Jahrhunderts galt der umava mit seinem Vorgebirge als größter
Fleischlieferant Böhmens. Im 19. Jahrhundert war der Bayerische
Wald in ganz Bayern bekannt für seinen Viehumschlag. Die
größten Viehmärkte befanden sich in Cham, Viechtach
und Waldkirchen. Erst in der Nachkriegszeit stellten die Bauern
ihre Betriebe von der Zugochsenaufzucht auf die Milchviehzucht
um. Damit wurden die Waldweidegebiete in den Hochlagen, die sogenannten
"Schachten", bedeutungslos.
Typisch für die Schachten sind
die primitiven Hütten für die Viehhüter und vereinzelte
Unterstandsbäume, unter denen sich die bis zu 300 Stück
zählenden "Waldstierherden" nachts sammelten. Diese
Form der Viehzucht ist heute erloschen. Viele Schachten werden
jedoch regelmäßig gemäht, vor dem nachwachsenden
Wald geschützt und als Landschaftsdenkmäler gepflegt.

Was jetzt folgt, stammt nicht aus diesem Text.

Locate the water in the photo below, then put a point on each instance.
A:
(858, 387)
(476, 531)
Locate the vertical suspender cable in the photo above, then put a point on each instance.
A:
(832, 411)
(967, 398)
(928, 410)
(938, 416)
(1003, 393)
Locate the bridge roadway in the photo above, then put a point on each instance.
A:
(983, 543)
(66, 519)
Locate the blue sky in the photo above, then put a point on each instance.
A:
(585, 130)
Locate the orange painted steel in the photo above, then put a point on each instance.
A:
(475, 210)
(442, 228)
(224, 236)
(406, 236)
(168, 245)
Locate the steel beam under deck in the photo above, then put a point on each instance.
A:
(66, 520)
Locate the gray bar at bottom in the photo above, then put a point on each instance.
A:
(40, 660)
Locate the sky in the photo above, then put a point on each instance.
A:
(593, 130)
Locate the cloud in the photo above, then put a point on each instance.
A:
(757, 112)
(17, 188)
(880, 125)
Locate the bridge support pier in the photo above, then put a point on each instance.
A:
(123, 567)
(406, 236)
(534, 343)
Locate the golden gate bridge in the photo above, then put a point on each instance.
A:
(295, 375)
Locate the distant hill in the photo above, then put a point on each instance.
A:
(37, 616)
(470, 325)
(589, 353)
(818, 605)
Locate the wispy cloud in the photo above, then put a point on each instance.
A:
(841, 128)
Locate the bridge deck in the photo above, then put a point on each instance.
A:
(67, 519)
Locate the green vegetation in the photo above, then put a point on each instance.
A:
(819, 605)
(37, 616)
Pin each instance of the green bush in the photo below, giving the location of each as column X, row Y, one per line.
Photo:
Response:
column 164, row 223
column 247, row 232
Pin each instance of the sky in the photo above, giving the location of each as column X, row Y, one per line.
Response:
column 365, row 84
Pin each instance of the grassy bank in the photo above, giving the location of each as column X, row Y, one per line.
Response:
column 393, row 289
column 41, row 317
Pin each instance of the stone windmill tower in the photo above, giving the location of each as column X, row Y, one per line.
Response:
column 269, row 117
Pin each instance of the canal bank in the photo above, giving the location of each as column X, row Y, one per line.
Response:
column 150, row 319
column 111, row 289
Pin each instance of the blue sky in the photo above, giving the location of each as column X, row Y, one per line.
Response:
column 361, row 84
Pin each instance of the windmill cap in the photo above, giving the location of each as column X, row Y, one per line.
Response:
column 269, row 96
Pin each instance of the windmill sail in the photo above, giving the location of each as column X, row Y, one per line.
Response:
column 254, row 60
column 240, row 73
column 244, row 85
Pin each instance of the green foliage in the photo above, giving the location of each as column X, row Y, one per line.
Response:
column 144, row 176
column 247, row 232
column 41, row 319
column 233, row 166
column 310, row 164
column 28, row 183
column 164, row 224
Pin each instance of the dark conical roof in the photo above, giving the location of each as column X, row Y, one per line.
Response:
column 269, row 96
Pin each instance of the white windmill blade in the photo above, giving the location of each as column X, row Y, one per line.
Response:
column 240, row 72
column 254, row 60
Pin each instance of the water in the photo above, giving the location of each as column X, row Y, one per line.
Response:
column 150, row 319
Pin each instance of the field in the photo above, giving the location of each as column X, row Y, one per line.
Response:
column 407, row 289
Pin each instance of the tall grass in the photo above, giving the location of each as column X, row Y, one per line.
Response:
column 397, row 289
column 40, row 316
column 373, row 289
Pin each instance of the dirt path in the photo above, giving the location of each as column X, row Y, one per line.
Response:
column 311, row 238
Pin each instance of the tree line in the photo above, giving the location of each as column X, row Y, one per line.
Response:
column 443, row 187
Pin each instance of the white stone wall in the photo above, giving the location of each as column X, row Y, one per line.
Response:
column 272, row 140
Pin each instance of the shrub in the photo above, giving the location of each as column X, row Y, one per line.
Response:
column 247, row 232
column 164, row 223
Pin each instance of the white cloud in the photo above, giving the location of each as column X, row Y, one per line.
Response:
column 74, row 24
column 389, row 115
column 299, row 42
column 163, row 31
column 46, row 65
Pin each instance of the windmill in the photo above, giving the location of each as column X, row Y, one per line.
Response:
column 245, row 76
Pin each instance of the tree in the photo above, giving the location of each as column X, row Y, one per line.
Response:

Forst- und Landwirtschaft spielen wirtschaftlich keine Rolle mehr
im Waldgebirge, sind aber zur Erhaltung der charakteristischen
Fremdenverkehrslandschaft wichtig. Denn Felder und Wälder
prägen schon aufgrund des Flächenanteils von etwa 90
% das Bild der Kulturlandschaft.
Im umava und seinem Vorland sind die Auswirkungen der ab
1949 durchgeführten Kollektivierung der Landwirtschaft unübersehbar.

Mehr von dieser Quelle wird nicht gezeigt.